# Office 2007 Color Scheme Problem



## Paragon (May 9, 2008)

I'm having some problems with the MS Office 2007 suite. As you can see in the attached image, the color scheme is pretty screwed up; as if the skin is not there at all. It doesn't make a difference what color scheme you try to use, they all look like this. This affects the whole suite (Word, PowerPoint, Excel, Outlook, ect). So far, I've tried:

-Running diagnostics
-Repair function
-Reinstalling
-Uninstalling then reinstalling
-Uninstalling, clearing out the program files directory, then reinstalling

This affects every user logged on to the system. The machine is running XP, and we have other machines of the same make/model running the suite without issues. 
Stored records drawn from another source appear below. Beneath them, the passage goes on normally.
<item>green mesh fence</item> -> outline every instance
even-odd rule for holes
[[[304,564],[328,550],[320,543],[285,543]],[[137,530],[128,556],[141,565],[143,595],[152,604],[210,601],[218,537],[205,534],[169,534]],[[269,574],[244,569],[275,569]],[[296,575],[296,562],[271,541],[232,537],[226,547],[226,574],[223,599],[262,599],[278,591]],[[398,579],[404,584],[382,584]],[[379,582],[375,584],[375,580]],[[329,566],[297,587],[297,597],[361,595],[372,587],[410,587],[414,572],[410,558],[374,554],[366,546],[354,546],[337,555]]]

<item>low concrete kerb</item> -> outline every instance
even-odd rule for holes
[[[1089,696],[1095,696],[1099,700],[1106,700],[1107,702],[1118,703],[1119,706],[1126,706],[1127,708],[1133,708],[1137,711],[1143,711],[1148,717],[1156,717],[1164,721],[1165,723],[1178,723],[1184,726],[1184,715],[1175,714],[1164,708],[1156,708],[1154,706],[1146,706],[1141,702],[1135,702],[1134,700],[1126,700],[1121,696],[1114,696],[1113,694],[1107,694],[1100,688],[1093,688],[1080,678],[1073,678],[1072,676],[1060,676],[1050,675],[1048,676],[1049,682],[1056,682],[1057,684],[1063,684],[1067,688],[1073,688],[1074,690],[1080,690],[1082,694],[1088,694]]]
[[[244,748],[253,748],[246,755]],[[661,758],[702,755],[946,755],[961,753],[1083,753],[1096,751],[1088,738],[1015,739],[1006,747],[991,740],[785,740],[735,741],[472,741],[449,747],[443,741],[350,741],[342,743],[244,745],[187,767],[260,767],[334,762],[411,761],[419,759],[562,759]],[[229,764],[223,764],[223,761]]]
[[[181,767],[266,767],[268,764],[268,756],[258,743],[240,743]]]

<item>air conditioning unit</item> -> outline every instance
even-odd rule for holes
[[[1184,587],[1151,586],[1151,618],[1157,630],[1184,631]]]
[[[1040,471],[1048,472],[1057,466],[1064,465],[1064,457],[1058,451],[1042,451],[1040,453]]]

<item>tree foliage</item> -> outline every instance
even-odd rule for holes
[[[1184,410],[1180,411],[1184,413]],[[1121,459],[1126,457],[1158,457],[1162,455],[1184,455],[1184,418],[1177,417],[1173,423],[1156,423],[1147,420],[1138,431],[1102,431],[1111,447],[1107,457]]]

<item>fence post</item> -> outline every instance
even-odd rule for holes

Has anyone else seen this? Out of about 100 users, this is the only one I've seen like this. Any ideas? Thank you for your help.


----------



## ComputerQueen (Nov 23, 2007)

Maybe it's a hardware issue rather than a software issue. I am assuming since you did not indicate other programs being run on this particular station are affected in the same manner, hardware has not been a suspect in the issue. My thought is that with MS Office 7 being new with new programing that other programs are not affected because they would not require - whatever it is that MS Office is - to have color be affected. If other machines are running OK and this one isn't - what is different about this machine?
Maybe it has a different piece of hardware from the others... Just a thought - another place to look for the reason it's happening.


----------



## bsum1 (May 22, 2008)

I have experienced the same problem today. Yesterday the appearance of the Office applications were fine. Today, when I brought up my computer and opened up MS Excel, I saw the problem. I have no explanation as to what happened during shutdown and startup that caused the problem.


----------



## ernie171 (Aug 16, 2008)

did you ever find out the cause of this?


----------



## uber1 (Sep 15, 2008)

I am having the same problem. It just started today. Yesterday the colors and theme were fine. I also tried running diagnostics. It found one item that it corrected, but that did not change the display. Two MS patches were recently installed. Security Updatesfor the 2007 Microsoft Office System (KB951944) and (KB954326). Also, for some reason a security patch, Security Update for Office 2003 (KB954478)
was installed. I will try to uninstall them to see if that makes a difference...


----------



## SherKhan123 (Nov 11, 2008)

Hi uber1,

Any luck with the patches??


----------



## uber1 (Sep 15, 2008)

Patches did not make a difference. However, a re-install of Office 2007 did correct things.


----------



## brockclarke (Nov 15, 2008)

I have the same problem, it started after a glitch in my dual monitor display which required me to reinstall the video card driver. 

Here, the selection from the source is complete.